NCERT / CBSE NOTES | Class 8th (VIII) : Chapter Summary

The Changing World of Visual Arts

New Forms of Imperial Art

European artists brought with them new styles and techniques of painting which the Indians were unfamiliar with. These artists painted on a variety of subjects, like picturesque, landscapes, portraits and historical events.
European picturesque paintings portrayed India as an unusually striking and interesting land, far from any modernization.

Thomas Daniell and William Daniell were famous picturesque painters in the colonial period. The portrait paintings were life-size and portrayed the wealth, lifestyle and status of the person in the picture. One of the most famous portrait painters to visit India was Johann Zoffany. The European historical paintings depicted always British supremacy over Indians.

Indian Art During Colonial Period

Tipu Sultan encouraged artists to paint traditional paintings and not get influenced by the British. Mir Jafar and Mir Qasim encouraged local artists to adopt European techniques of paintings. The East India Company officials encouraged court artists to draw for them.

Kalighat, a pilgrimage centre in Calcutta, saw a lot of development in art in the 19th century. The Kalighat artists created scroll paintings i.e. paintings made on a long roll of paper.

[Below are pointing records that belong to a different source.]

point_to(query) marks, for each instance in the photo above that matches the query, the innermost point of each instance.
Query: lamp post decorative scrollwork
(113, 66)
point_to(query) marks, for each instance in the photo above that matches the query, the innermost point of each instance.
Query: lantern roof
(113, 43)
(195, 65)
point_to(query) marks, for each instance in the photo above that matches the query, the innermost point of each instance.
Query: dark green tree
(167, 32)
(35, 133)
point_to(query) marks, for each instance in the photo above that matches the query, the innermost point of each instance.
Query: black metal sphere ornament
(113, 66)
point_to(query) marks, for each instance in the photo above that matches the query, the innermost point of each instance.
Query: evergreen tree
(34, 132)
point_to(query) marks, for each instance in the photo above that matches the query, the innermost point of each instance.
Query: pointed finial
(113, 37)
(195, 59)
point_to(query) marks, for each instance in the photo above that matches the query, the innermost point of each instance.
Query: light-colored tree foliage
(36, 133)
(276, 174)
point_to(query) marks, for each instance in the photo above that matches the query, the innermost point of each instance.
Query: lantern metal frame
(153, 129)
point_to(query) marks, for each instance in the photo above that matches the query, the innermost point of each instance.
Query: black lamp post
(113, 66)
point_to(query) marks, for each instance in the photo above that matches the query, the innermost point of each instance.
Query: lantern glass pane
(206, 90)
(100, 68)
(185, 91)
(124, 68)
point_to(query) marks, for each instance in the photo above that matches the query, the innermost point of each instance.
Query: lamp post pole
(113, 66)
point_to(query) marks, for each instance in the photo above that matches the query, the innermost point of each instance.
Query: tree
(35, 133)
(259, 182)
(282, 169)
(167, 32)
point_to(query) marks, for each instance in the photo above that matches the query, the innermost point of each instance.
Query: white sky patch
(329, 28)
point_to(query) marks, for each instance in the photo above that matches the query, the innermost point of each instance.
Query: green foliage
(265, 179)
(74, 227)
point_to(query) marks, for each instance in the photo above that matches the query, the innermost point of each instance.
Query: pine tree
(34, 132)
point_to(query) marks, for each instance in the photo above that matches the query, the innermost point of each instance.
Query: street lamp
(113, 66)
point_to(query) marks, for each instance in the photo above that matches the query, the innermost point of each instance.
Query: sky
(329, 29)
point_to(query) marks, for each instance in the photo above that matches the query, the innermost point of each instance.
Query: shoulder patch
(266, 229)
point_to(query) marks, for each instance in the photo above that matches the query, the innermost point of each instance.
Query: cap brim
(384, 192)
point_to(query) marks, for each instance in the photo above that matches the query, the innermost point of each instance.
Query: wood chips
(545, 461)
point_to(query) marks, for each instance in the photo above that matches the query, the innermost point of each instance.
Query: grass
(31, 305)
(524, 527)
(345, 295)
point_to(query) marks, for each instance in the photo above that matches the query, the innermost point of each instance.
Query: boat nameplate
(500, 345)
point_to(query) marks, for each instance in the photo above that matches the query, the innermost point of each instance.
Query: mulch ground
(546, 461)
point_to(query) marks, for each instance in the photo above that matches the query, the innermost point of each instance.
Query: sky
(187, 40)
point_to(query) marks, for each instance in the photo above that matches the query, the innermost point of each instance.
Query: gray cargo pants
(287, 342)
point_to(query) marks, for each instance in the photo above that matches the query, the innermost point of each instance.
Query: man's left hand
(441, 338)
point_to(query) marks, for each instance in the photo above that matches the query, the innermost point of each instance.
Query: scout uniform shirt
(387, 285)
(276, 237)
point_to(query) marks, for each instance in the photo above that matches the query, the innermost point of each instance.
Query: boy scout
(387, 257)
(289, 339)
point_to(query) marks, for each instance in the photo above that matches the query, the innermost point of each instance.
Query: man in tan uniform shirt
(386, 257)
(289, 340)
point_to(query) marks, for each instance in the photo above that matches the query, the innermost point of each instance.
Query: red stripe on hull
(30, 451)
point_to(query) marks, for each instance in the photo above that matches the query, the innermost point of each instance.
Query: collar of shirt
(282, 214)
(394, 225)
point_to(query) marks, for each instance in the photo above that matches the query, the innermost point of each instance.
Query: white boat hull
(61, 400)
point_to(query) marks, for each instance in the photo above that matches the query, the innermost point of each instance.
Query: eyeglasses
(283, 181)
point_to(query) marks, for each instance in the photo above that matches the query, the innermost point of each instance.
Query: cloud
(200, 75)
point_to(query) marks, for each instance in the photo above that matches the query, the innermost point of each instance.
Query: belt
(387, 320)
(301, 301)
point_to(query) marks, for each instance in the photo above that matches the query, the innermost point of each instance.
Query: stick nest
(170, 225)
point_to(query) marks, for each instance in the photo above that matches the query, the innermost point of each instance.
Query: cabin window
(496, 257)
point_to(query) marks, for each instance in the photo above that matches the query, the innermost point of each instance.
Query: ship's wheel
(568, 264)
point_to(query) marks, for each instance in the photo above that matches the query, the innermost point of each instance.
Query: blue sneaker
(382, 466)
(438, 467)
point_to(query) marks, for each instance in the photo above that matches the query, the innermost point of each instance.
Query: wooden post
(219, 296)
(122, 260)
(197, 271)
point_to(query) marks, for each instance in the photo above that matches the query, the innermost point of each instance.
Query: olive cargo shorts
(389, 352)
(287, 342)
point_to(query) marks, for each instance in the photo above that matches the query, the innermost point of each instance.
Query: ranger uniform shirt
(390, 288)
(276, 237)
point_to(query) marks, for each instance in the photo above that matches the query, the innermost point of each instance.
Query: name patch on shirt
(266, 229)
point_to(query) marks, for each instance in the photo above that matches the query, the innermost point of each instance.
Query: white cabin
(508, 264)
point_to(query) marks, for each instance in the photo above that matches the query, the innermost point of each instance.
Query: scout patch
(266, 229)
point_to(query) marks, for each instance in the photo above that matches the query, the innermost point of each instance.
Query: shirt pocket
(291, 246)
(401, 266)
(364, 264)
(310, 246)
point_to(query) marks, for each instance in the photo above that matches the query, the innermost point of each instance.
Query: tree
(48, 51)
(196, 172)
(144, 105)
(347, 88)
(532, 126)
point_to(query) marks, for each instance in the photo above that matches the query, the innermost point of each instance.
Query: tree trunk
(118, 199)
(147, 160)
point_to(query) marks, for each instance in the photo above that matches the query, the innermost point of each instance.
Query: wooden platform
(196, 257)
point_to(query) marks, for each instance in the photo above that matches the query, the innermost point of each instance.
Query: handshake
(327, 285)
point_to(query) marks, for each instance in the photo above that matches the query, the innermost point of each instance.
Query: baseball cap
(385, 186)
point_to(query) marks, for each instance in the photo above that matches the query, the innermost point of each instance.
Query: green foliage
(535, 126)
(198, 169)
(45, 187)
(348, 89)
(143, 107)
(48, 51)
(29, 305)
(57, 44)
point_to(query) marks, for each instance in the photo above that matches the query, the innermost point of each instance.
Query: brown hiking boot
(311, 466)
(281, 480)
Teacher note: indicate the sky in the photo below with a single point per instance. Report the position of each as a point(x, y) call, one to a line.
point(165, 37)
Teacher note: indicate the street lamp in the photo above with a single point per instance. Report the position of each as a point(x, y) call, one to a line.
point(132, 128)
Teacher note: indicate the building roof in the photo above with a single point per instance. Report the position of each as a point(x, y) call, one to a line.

Influenced by imperial art, the artists began using shading techniques to give figures of a three-dimensional feel. After the 1840s, the Kalighat paintings evolved and focussed more on political and social life under the British.

These paintings were produced by produced by poor artists and the middle class Indians as well who owned printing presses.

With the spread of nationalism the paintings began to carry nationalist messages in them. The depiction of “Bharat Mata” or “Mother India” was the most popular one.

National Art

Ravi Varma belonged to the princely state of Travancore in Kerala. He was trained in the European techniques of oil painting and realistic life study. Raja Ravi Varma was amongst the first painters to fuse Indian tradition with European art. He painted scenes from Indian mythology, using western techniques of shading and realism.

By the 1880s, Raja Ravi Varma set up his own printing press and picture production team. Copies of his paintings were printed in large numbers and became easily affordable.

Abanindranath Tagore, the nephew of Rabindranath Tagore, and other artists belonging to his group criticized and labeled Raja Ravi Varma’s paintings as too westernized and imitative. These artists drew inspiration from the ancient mural paintings of the Ajanta and the miniature paintings of medieval India.

The Banished Yaksha of Kalidas’s poem Meghaduta, painted by Abanindranath Tagore, is an example of the use of Japanese water colour landscapes in Indian art.

After the 1920s, many artists abandoned the painting style popularized by Abanindranath Tagore. The new artists started painting on real life themes rather than ancient art forms like tribal designs and folk art.